ROMA – Non si è parlato sole dell’Ilva di Taranto nella seduta di oggi in Commissione Ambiente alla presenza del Ministro Corrado Clini. Sul tavolo anche la questione del Sulcis e di Porto Torres nei confronti delle quali il deputato del PdL Mauro Pili ha chiesto che si avviino bonifiche e che il Governo estenda i provvedimenti in atto ai siti sardi.

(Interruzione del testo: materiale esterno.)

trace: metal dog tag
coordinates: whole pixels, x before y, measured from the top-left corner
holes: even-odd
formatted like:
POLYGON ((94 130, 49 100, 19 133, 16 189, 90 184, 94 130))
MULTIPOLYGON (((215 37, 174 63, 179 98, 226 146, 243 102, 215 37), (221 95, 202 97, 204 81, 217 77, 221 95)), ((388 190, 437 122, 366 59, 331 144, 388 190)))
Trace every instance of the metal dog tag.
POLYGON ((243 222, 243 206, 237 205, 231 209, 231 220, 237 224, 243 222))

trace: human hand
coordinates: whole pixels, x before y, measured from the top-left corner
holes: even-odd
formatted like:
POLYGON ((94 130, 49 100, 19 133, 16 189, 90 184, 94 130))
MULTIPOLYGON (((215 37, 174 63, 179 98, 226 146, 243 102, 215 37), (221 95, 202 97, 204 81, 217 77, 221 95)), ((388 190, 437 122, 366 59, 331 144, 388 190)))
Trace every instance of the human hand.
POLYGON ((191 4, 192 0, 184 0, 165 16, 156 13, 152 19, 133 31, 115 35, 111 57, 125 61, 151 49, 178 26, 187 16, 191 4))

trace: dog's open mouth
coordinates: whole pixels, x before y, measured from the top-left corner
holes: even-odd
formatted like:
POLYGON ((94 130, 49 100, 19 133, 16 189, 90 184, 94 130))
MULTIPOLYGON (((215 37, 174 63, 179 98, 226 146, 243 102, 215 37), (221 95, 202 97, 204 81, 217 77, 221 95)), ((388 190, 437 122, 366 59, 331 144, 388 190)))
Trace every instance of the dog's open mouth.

«Non ci possono essere corsie preferenziali per le bonifiche ambientali, Porto Torres ed il Sulcis sono nelle stesse condizioni dell’Ilva di Taranto e devono essere immediatamente avviate. Il Governo deve estendere i provvedimenti per l’Ilva anche agli altri siti ad elevato rischio ambientale già decretati come Porto Torres e il Sulcis. – ha detto questa mattina Mauro Pili dopo essere intervenuto all’audizione del ministro dell’Ambiente Corrado Clini in commissione Ambiente della Camera sulla vicenda dell’Ilva di Taranto- Non è possibile che il caso Ilva assuma priorità assoluta in funzione dei provvedimenti della magistratura e tutti gli altri siti individuati dal Ministero, allo stesso livello di inquinamento, restino al palo ormai da anni. Non si può affrontare la questione ambientale – ha sostenuto il parlamentare, già presidente della regione Sardegna- solo con i condizionamenti della magistratura. Occorre una pianificazione organica degli interventi e questi non possono essere concentrati solo in determinate aree del Paese come l’Ilva di Taranto. Si devono utilizzare criteri oggettivi per ripartire i finanziamenti e per avviare gli interventi di bonifica. Se passasse la logica emergenziale di Taranto come criterio per stanziare risorse e avviare cantieri si aprirebbe un vulnus rilevante tra gli organi esecutivi preposti alle bonifiche e la magistratura stessa.Se per far partire i lavori di bonifica – ha continuato Pili – prescritti nelle reiterate autorizzazioni di Porto Torres, da Eni a E.On, si dovesse ricorrere alla magistratura, si rischierebbe di provocare il tracollo dell’intero sistema industriale sardo. Situazioni analoghe a quelle dell’Ilva di fatto si riscontrano nelle due aree maggiormente inquinate della Sardegna, dal Sulcis a Porto Torres. Per questo motivo – ha continuato Pili – ritengo un errore strategico il decreto per il risanamento ambientale della sola area di Taranto varato qualche giorno fa e illustrato stamane dal Ministro in commissione ambiente. Il caso Ilva deve essere un monito non un pretesto per destinare fondi esclusivamente a quell’area.
Il parlamentare è poi entrato nel merito: «Porto Torres ha raggiunto gravissimi livelli di guardia e così come capita all’Ilva, i soggetti preposti alle bonifiche non fanno altro che sfuggire alle proprie responsabilità e impugnano, per perdere tempo, ogni provvedimento che gli impone interventi urgenti e improcrastinabili. A Porto Torres – ha aggiunto Pili – lo stato di contaminazione delle acque di falda risulta particolarmente grave, con la presenza di metalli, solventi organici aromatici (Btexs), solventi clorurati, Idrocarburi policiclici aromatici (Ipa), altri idrocarburi e clorobenzeni, e di notevoli spessori di prodotto surnatante e, talvolta, anche di sottonatante (concentrazioni di sostanze non mescibili con acqua in cui la fase liquida – surnatante – si sia separata da quella solida). La competenza è tutta statale – ha sostenuto Pili – essendo in capo, per siti di interesse nazionale come Porto Torres e il Sulcis, al ministero dell’Ambiente e della tutela del territorio e del mare, sentito il Ministero dello sviluppo economico. Non si capisce quindi la corsia preferenziale per l’Ilva. Questo provvedimento – ha concluso Pili – deve essere preceduto da un quadro d’insieme, sia nella tempistica che per le risorse finanziarie. Lo stanziamento di 336 milioni di euro per l’Ilva – ha concluso – deve risultare da un quadro di riparto oggettivo delle risorse e non da una estrapolazione contingente che rischia di escludere casi emergenziali gravi quanto, se non di più, della stessa Ilva, come, appunto quelle del Sulcis e Porto Torres». Una situazione che rischia di compromettere ancora di più le precarie condizioni in cui vivono molti lavoratori ma che, al tempo stesso, diviene monito per tanti altri casi disseminati lungo lo Stivale e di cui nessuno si sta più interessando.